To determine which traveling wave will produce a standing wave with nodes at \( x = 0 \) when superimposed on the wave \( y = A \sin(\omega t - kx) \), we can follow these steps: ### Step 1: Understand the Requirement for Standing Waves For two waves to produce a standing wave, they must have the same amplitude and frequency.

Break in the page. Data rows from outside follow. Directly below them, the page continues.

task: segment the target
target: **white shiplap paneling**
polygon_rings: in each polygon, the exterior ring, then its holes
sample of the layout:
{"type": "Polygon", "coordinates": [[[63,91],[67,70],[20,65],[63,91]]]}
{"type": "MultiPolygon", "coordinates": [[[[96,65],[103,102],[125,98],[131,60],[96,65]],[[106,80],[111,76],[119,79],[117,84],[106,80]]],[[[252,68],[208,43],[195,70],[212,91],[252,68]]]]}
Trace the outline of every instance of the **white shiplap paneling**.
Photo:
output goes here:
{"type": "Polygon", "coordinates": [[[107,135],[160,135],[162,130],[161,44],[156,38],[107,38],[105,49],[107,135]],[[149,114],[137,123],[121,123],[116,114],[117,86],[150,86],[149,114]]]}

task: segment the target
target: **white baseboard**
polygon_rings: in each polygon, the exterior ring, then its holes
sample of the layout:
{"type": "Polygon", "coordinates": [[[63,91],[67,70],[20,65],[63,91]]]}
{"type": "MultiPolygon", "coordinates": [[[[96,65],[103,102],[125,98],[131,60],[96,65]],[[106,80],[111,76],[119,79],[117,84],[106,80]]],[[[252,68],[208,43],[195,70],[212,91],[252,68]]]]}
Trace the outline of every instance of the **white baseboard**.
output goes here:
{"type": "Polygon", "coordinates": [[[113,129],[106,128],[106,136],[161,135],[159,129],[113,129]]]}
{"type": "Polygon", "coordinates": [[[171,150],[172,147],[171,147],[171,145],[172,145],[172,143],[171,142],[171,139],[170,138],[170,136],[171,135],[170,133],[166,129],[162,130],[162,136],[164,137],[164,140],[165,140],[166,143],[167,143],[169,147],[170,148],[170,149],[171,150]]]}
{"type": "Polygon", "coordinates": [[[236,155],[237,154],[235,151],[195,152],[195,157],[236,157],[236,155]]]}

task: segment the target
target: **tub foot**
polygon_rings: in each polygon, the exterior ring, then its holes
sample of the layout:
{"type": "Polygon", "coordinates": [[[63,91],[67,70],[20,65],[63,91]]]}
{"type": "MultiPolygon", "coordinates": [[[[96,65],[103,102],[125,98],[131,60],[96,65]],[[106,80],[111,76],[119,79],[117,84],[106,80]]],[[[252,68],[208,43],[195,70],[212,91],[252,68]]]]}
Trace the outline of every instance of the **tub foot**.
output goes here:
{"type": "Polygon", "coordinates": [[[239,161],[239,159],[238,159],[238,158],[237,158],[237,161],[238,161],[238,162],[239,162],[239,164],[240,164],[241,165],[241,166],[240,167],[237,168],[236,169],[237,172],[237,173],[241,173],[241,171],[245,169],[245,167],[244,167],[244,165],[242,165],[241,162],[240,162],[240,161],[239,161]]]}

Additionally, one wave must travel in the positive x-direction while the other travels in the negative x-direction. ### Step 2: Identify the Given Wave The given wave is: \[ y_1 = A \sin(\omega t - kx) \] This wave travels in the positive x-direction. ### Step 3: Formulate the Second Wave Let the second wave traveling in the negative x-direction be represented as: \[ y_2 = A \sin(\omega t + kx + \phi) \] where \( \phi \) is the phase constant we need to determine. ### Step 4: Superimpose the Two Waves The resultant wave \( y_r \) when these two waves are superimposed is: \[ y_r = y_1 + y_2 = A \sin(\omega t - kx) + A \sin(\omega t + kx + \phi) \] ### Step 5: Use the Sine Addition Formula Using the sine addition formula, we can rewrite the sum: \[ y_r = 2A \sin\left(\omega t + \frac{\phi}{2}\right) \cos\left(kx + \frac{\phi}{2}\right) \] ### Step 6: Set Condition for Nodes at \( x = 0 \) For there to be a node at \( x = 0 \), the displacement must be zero when \( x = 0 \): \[ 0 = 2A \sin\left(\omega t + \frac{\phi}{2}\right) \cos\left(\frac{\phi}{2}\right) \] This equation will hold true if either \( \sin\left(\omega t + \frac{\phi}{2}\right) = 0 \) or \( \cos\left(\frac{\phi}{2}\right) = 0 \). ### Step 7: Solve for Phase Constant \( \phi \) To ensure there is a node at \( x = 0 \), we focus on the second condition: \[ \cos\left(\frac{\phi}{2}\right) = 0 \] This implies: \[ \frac{\phi}{2} = \frac{\pi}{2} + n\pi \quad (n \in \mathbb{Z}) \] Taking the simplest case \( n = 0 \): \[ \frac{\phi}{2} = \frac{\pi}{2} \implies \phi = \pi \] ### Step 8: Write the Equation of the Second Wave The equation of the second wave becomes: \[ y_2 = A \sin(\omega t + kx + \pi) = A \sin(\omega t + kx) \cdot (-1) = -A \sin(\omega t + kx) \] This indicates that the second wave is \( -A \sin(\omega t + kx) \). ### Conclusion The traveling wave that will produce a standing wave with nodes at \( x = 0 \) when superimposed on \( y = A \sin(\omega t - kx) \) is: \[ y = -A \sin(\omega t + kx) \] Thus, the correct option is the one that represents this wave.